Уже совсем близко от выхода он нечаянно задел плечом какую-то зазевавшуюся женщину – и та грянула всем своим прекрасным телом на твердый затоптанный пол. Свистунов вскрикнул и бросился ее поднимать. Давно отвыкший от такого близкого общения с женским телом, он растерялся. И еще больше растерялся, когда от ее стройного полуобнаженного торса при его неумелых попытках поднять его как-то вдруг отделилась одна рука. Сунув кому-то подержать мешавший ему пакет, он лихорадочно принялся возвращать ее на место, но тут случилось совсем невероятное – от бездыханного тела отвалилась голова. Он в ужасе что-то закричал, но его тут же оттолкнули набежавшие со всех сторон служители магазина, мигом, прямо на его глазах, собрали распавшуюся на части красавицу и водрузили на прежнее место.

– Смотреть нужно, куда прешь, деревенщина!

Никита Аверьянович вместо того, чтобы обидеться, даже обрадовался.

– Слава тебе, господи, – манекен! А как живая…

Уже на улице он вспомнил о своем пакете. Кому-то отдал подержать, теперь попробуй найди. Попробовал, вернулся, потолкался среди людей – ищи иголку в стогу сена. Ничего другого не оставалось, как отправиться домой. Чтобы не дергаться в трамвае и не тащиться пешком по вдруг потускневшим улицам, решил спрямить дорогу – через дворы и проулки. И в первом же дворе увидел двух мужчин, завершающих трапезу на облупившейся скамейке. Присел неподалеку, с наслаждением вытянул уставшие ноги.

– Эй, земляк, не хочешь принять с устатку?

Это – к нему.

Свистунов хотел было отказаться, но вспомнил, что он сегодня именинник и даже юбиляр, придвинулся поближе.

– Тут малость еще осталось, выпей за наше здоровье.

– А можно мне за свое выпить? – улыбнулся он.

– Ну ты и нахал! – ахнули дружки, деля на двоих последний пирожок. – На халяву пьешь да еще…

– Не нахал я, братцы, а просто именинник. Пятьдесят пять мне сегодня, юбилей. С сегодняшнего дня – на пенсии.

Усталость и неведомо откуда навалившаяся тоска потянули Никиту Аверьяновича к людям. Страсть как захотелось поговорить, облегчить душу, но те уже дожевали свои пирожки и дружно поднялись.

– Ну, пей за свое здоровье, коли так. Хотя мог бы и за бутылем сбегать, юбиляр.

Свистунов собрался было объяснить, почему именно не может он это сделать, но тем это было «по барабану» и они ушли, оставив на скамейке пустой пакет. Чтобы его не унесло ветром, он прижал его пустой бутылкой, а когда пригляделся, глаза его снова заискрились, и уголки рта сами собой потянулись к ушам, как те двери в торгово-развлекательном центре.

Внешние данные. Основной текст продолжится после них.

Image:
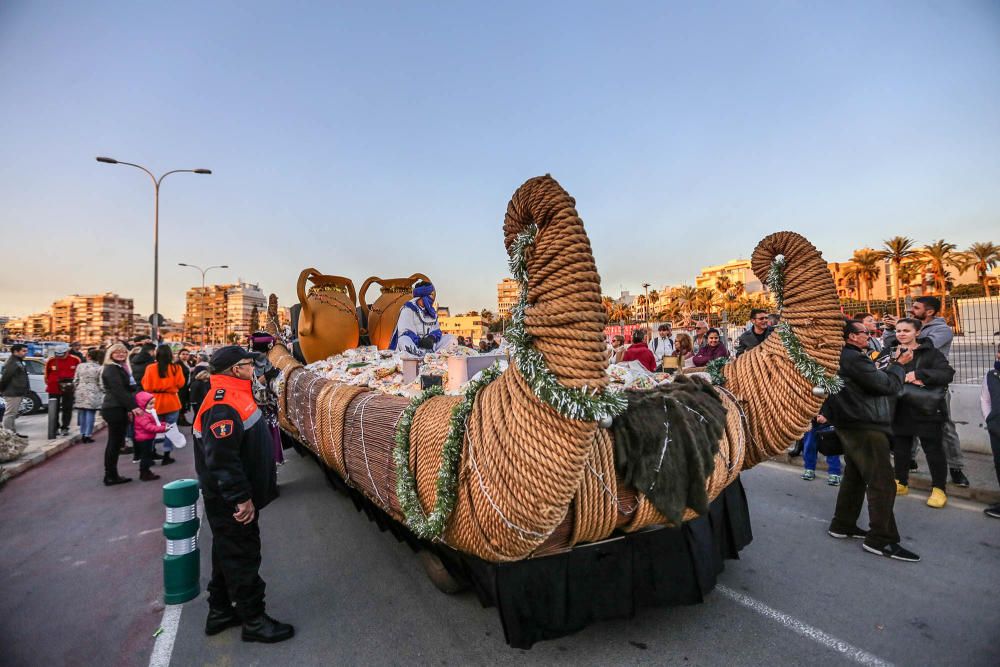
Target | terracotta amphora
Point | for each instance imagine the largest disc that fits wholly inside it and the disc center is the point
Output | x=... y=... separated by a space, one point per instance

– А ведь пакет-то – мой! И бутылка!.. И пирожки были Тятьянины…

Никита долго удивлялся такой занятной истории, то и дело крутил головой и сдержанно похихикивал. Ему совсем не жалко было купленной на последние гроши бутылки и пирожков, напротив – случившееся так его обрадовало, будто он и в самом деле отпраздновал свой юбилей и вот возвращается домой.

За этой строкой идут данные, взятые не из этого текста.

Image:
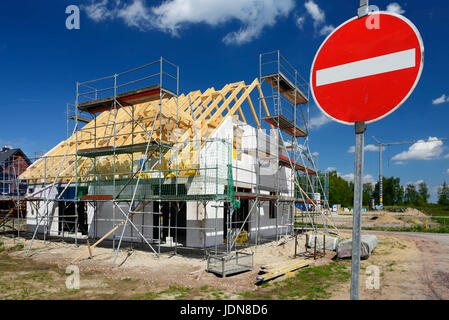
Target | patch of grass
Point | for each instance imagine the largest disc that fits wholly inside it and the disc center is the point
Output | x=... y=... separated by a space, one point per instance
x=417 y=228
x=311 y=283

Дома, похоже, его уже ждали. Пришли старшая дочь с мужем, старенькая тетя Дуся, сосед со второго этажа, с которым они в зимние выходные дни иногда поигрывали в шашки. Дочь подарила теплый мохеровый шарф, тетя – мягкие домашние тапочки, а сосед выставил бутылку огненной «Перцовки». Увидев ее, тетя Дуся всполошилась и, порывшись в сумке, извлекла из нее свою домашнюю, собственного садово-огородного творчества настойку из смородины, крыжовника и каких-то целебных трав. Смущенно улыбаясь, как бы извинилась:

– Под старость память совсем изнемогла. А ведь взяла специально для тебя – с намеком, чтобы остатние годы твои были такими же сладкими.

Никита Аверьянович с церемонными поклонами принял подарки, расцеловался с тетей и дочерью, а мужчинам просто пожал руки.

Когда его спросили о торжестве в коллективе, не скромничая, заявил, что все прошло как нельзя лучше, было много выступающих, все желали ему успешного заслуженного отдыха, а подарки вручат погодя, потому что сейчас там идет капитальный ремонт.

– Знаем мы этот капитальный ремонт, Свистунов, – не упустила случая показать свою информированность Татьяна. – Нет уже вашего комбината. Нет и не будет. Зато этот «металлолом» скоро заработает совсем в другом месте.

– Откуда тебе это известно?

– Об этом весь город говорит. А до тебя, Свистунов, все доходит в последнюю очередь.

В семье своего мужа Татьяна называла только по фамилии. Так было модно в годы их молодости. Никита Аверьянович не одобрял и не возражал, особенно после того, как в их отношениях началась долгая и очень серьезная размолвка.